March 14, 2024 at 8:43 pm
Hi everyone
I am looking at improving the performance of my queries. There is an approach I am considering but I don't know if it will actually improve things or not. I won't know until I try (which I will) but I am interested in getting some feedback from the community.
Query 1
select *
from (
select field1,field2
from table1
)
Query 2
select field1,field2
into #temp1
from table1
select *
from @temp1
Query 1 has a nested sub-query but Query 2 does not. Query 2 uses a #temp table to store the results. Which one should perform faster?
I have a lot of Query 1 type of queries that I am considering to moving to Query 2 format. I would like to get some feedback from the community to see if either one is "better".
Thank you
March 14, 2024 at 9:38 pm
For some reason, you didn't ask -- perhaps deliberately -- about the simplest and probably the best option, which is just:
SELECT field1,field2
FROM table1
Because there is no where clause, none of the queries are likely to benefit disproportionately, if at all, from an index.
For this simple example, Query 1 will probably perform as well as the simple select w/o subquery.
Query 2 has the overhead of writes plus extra reads vs.

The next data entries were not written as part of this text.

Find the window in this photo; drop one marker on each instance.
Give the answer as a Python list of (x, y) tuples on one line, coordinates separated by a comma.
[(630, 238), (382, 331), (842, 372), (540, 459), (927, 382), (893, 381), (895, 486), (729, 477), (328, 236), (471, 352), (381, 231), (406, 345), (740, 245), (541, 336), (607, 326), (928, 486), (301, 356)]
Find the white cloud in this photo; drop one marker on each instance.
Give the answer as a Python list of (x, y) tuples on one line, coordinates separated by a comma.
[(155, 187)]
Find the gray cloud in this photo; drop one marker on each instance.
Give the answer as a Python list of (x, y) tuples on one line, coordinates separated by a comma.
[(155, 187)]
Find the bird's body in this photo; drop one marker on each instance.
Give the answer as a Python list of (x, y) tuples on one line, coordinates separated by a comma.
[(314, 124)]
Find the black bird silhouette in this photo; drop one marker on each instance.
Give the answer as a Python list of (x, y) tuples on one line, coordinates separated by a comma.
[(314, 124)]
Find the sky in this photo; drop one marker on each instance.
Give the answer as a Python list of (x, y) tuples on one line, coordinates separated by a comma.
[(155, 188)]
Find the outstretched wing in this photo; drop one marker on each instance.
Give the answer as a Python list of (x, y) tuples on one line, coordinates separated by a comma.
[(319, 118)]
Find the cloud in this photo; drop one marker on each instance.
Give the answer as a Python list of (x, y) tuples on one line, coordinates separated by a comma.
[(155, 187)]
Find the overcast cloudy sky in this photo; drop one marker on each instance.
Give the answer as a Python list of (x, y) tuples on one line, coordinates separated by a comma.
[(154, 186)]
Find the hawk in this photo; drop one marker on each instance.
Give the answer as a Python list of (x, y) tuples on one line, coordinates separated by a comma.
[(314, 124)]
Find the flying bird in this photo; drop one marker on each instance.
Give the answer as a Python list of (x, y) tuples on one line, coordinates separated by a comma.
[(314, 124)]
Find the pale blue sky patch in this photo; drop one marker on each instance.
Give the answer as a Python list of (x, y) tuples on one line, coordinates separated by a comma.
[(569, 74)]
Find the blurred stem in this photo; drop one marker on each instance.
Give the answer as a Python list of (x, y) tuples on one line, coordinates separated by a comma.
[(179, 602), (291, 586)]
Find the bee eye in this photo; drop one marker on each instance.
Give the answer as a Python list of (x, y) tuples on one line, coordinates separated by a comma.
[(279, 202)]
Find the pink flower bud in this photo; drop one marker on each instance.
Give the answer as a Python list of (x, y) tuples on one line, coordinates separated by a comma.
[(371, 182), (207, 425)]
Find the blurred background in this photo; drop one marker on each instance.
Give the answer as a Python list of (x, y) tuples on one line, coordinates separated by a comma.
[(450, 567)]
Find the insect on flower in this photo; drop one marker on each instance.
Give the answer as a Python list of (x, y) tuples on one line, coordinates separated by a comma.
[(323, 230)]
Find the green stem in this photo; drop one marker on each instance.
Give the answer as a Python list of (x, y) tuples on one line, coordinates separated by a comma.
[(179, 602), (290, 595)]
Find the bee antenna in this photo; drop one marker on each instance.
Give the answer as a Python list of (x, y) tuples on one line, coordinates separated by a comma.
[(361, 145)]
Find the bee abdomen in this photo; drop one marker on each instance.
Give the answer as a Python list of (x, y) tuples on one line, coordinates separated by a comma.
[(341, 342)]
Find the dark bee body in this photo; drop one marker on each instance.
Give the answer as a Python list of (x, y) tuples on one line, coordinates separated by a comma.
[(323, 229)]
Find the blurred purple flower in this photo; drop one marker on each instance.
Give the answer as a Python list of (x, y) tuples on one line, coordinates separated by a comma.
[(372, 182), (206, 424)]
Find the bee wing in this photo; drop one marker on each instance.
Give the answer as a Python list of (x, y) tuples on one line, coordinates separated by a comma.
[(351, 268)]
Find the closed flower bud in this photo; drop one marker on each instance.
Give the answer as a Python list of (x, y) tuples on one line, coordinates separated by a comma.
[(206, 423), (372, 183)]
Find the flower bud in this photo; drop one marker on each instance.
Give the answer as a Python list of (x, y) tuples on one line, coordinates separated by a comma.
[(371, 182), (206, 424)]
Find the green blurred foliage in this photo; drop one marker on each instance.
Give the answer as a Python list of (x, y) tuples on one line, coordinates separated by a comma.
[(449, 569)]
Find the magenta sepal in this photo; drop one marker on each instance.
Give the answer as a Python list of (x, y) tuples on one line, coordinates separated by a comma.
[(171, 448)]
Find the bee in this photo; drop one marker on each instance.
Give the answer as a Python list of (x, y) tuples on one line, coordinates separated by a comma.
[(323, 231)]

Query 1.
March 14, 2024 at 9:52 pm
For some reason, you didn't ask -- perhaps deliberately -- about the simplest and probably the best option, which is just:
SELECT field1,field2
FROM table1Because there is no where clause, none of the queries are likely to benefit disproportionately, if at all, from an index.
For this simple example, Query 1 will probably perform as well as the simple select w/o subquery. Query 2 has the overhead of writes plus extra reads vs. Query 1.
I see what you mean. I wasn't clear so my apologies for that.
The examples I provided are just simple examples to illustrate the two types of queries. One is nested (with no use of #temp) and other isn't nested (but uses #temp). The actual query has many layers of nested queries (some have close to 4 to 5 layers of nested queries). I am thinking of moving them all out of the nested logic and then put them into separate #temp tables. The end result will be much simpler to read. The only thing is that its going to take a bit of time (which I can definitely do no problem). I just want to see if one approach is theoretically more faster than the other or not that way I know what to expect. Members here have alot of experience so any guidance would be much appreciated. In theory, which approach should be faster? or is there no real performance gain?
Ideally, I only want each sub-query to be run once only. If the current layout of having many layers is forcing a particular sub-query to be re-run then that would be a major performance issue which needs to be addressed.
I am fairly new to SS. I write queries for a hobby so I don't have that kind of professional experience using real-life DB that alot of members here have. I learn by doing (which is ok).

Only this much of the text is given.